Thursday, November 17, 2005

Last night

I went to see my colleague Andy Delbanco read from his new book Melville :His World and Work, and it was really excellent: I can't wait to read it. I love biographies of writers, though I don't seem to have been reading many of them this past year or so. The book's been getting fantastic reviews all over the place, including a very favorable and thoughtful piece by Frederick Crews in the New York Review of Books (subscription only) which includes some useful discussion of Delbanco's work on Melville in relation to the field of American Studies. (In short, Crews calls it "an eclectic, humane, historically grounded tribute to Melville's best achievements and a moving account of the troubles that closed in on him" that "quietly but knowingly goes against the academic grain.") And I gather we are to expect an interview soon with Robert Birnbaum; I expect I'll link when it's up.

Hearing Andy talk about Melville acutely reminded me of my experience of reading Moby Dick the summer after my first year of grad school. (I think I already posted about this recently, so apologies for the repetition.) I had always vaguely lumped it with Conrad's sea stories, which I don't really like at all, and imagined it must be a rather off-putting tome; but a year at Yale had given me some vague shame at not having read it and I thought I might as well read it over the summer when I wasn't doing coursework. Imagine my shock when I started reading and discovered that it was THE MOST AMAZING BOOK IN THE WORLD. It made me really, really angry that nobody had told me this before--it's a book that comes with a sort of "it's not enjoyable, but it's good for you" horrible medicinal flavor, and yet that is so incredibly unfair; it is the craziest and most demented and most enjoyable novel imaginable, really. I loved all the whaling stuff, that's exactly my kind of thing (expert knowledge!), but I had seriously had no idea how much of Shakespeare there was in it (I love Shakespeare) and how much of Melville there is in Pynchon and . . . you get the idea. I fell in love with it, in short, just as I had with Paradise Lost earlier that year. And I bemoaned the state of affairs that had let me get an excellent education with a strong emphasis on literature without anyone having ever suggested that I might like Milton or Melville.

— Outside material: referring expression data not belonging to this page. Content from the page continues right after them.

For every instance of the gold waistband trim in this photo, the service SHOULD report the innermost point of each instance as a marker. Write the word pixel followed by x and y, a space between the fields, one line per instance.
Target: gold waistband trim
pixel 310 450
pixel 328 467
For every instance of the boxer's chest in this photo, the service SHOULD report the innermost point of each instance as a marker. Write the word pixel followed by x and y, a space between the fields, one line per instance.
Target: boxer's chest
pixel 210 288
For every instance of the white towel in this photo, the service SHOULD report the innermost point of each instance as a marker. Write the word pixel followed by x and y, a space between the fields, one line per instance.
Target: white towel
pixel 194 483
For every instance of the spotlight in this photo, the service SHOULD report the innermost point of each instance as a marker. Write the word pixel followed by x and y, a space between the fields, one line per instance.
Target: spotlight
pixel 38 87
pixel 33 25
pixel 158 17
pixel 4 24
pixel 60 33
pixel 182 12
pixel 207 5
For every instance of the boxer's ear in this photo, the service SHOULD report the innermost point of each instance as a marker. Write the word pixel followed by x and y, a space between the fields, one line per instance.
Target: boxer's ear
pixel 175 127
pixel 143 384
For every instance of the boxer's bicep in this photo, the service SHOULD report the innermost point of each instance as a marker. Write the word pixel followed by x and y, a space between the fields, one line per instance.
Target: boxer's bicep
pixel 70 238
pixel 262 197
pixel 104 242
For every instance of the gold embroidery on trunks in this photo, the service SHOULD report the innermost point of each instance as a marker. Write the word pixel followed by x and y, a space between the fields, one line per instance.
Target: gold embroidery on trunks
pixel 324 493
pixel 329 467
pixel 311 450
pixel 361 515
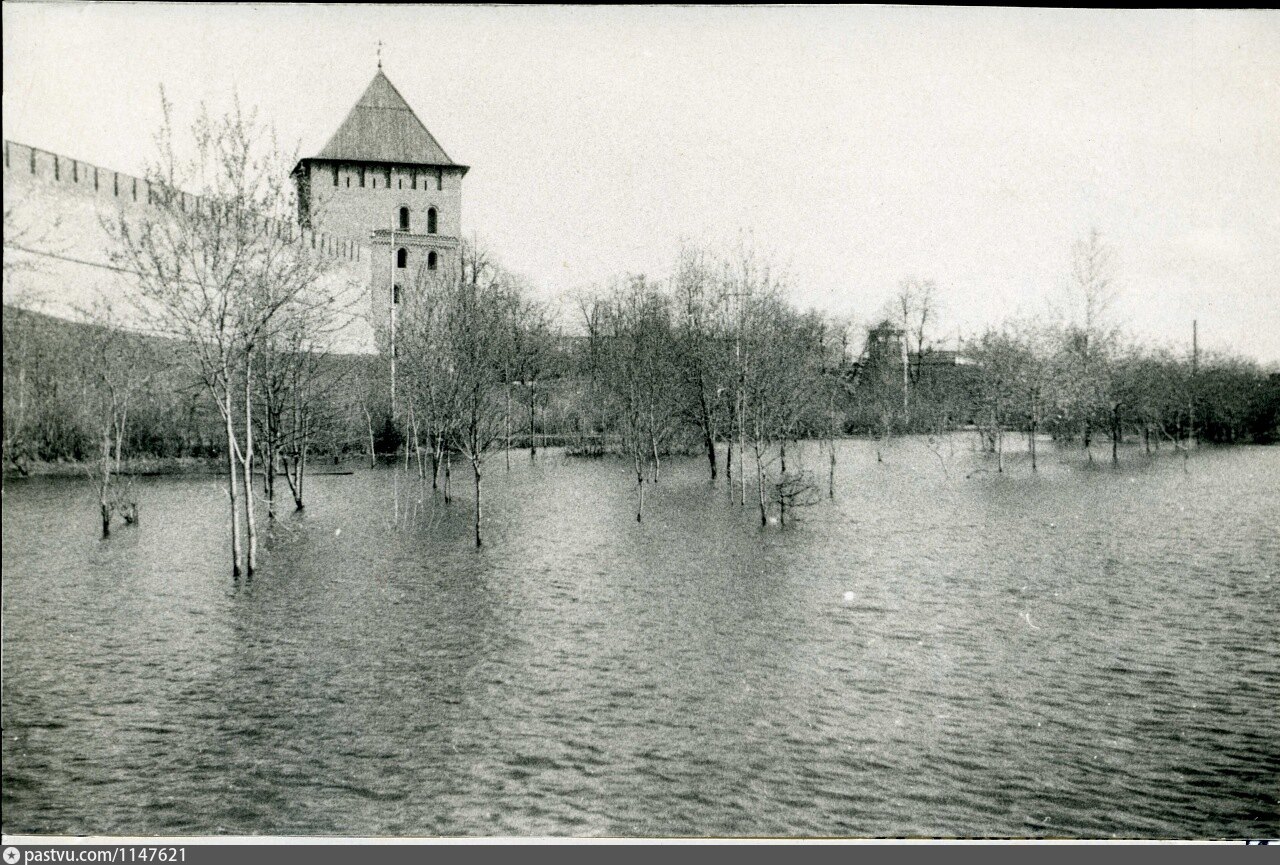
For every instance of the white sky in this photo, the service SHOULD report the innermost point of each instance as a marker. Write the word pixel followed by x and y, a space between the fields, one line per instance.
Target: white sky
pixel 858 145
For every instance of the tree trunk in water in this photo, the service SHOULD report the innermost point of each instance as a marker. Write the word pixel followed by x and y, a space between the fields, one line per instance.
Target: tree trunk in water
pixel 1033 443
pixel 1115 435
pixel 709 442
pixel 269 481
pixel 639 485
pixel 759 485
pixel 831 475
pixel 231 485
pixel 475 466
pixel 533 442
pixel 728 465
pixel 247 460
pixel 104 485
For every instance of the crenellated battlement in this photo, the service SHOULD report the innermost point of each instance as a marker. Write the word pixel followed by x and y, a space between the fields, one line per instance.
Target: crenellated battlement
pixel 22 161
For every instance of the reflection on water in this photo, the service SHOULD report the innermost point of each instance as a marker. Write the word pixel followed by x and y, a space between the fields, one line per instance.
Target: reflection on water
pixel 1079 653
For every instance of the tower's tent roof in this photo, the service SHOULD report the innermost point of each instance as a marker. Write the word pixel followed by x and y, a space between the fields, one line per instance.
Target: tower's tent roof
pixel 383 128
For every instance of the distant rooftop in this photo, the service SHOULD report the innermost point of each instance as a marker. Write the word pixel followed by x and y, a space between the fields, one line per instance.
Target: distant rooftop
pixel 383 128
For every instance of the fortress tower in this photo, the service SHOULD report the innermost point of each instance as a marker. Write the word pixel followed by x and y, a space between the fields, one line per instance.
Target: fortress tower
pixel 384 181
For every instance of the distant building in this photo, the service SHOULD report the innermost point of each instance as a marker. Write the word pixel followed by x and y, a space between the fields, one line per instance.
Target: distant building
pixel 384 178
pixel 887 352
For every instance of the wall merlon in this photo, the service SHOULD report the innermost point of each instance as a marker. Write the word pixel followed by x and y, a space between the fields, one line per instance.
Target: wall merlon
pixel 24 161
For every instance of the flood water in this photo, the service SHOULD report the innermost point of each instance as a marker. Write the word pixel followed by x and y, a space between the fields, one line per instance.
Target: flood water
pixel 1086 651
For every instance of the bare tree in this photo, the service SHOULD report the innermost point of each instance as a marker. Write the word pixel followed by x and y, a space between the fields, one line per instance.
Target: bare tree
pixel 1089 338
pixel 216 268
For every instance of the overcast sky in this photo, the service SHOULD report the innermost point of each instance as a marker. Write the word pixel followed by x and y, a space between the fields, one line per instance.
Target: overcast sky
pixel 858 146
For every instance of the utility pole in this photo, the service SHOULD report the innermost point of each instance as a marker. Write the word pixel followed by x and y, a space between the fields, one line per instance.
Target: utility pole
pixel 1191 397
pixel 392 305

I think we're due for a massive Melville revival. Carrie's been reading Delbanco in preparation for tackling Moby Dick, and Laura Lippman's talking about rereading Moby Dick. Good stuff.

1 comment:

  1. Geez, I better get on my horse and get my chat with Andrew Delbanco up post-haste.

    I suppose like many people, I have not read Moby Dick. But I actually was reading a very bad children's version to my son and we decided to watch the recent version of the movie (with Patrick Stewart) which I thought was awful, but my 7 yr old boy hung with it. So he may end up reading the book before I do

    I also started to listen to it on my drive back & forth from Exeter to Boston and was very impressed with the way Melvile looks at the world. But alas I don't forsee a big enough break in my required reading to
    attempt the big whale tale. As a consolation though, I put the recent Melville House reissue of Bartelby the Scrivner on my To Be Read mound.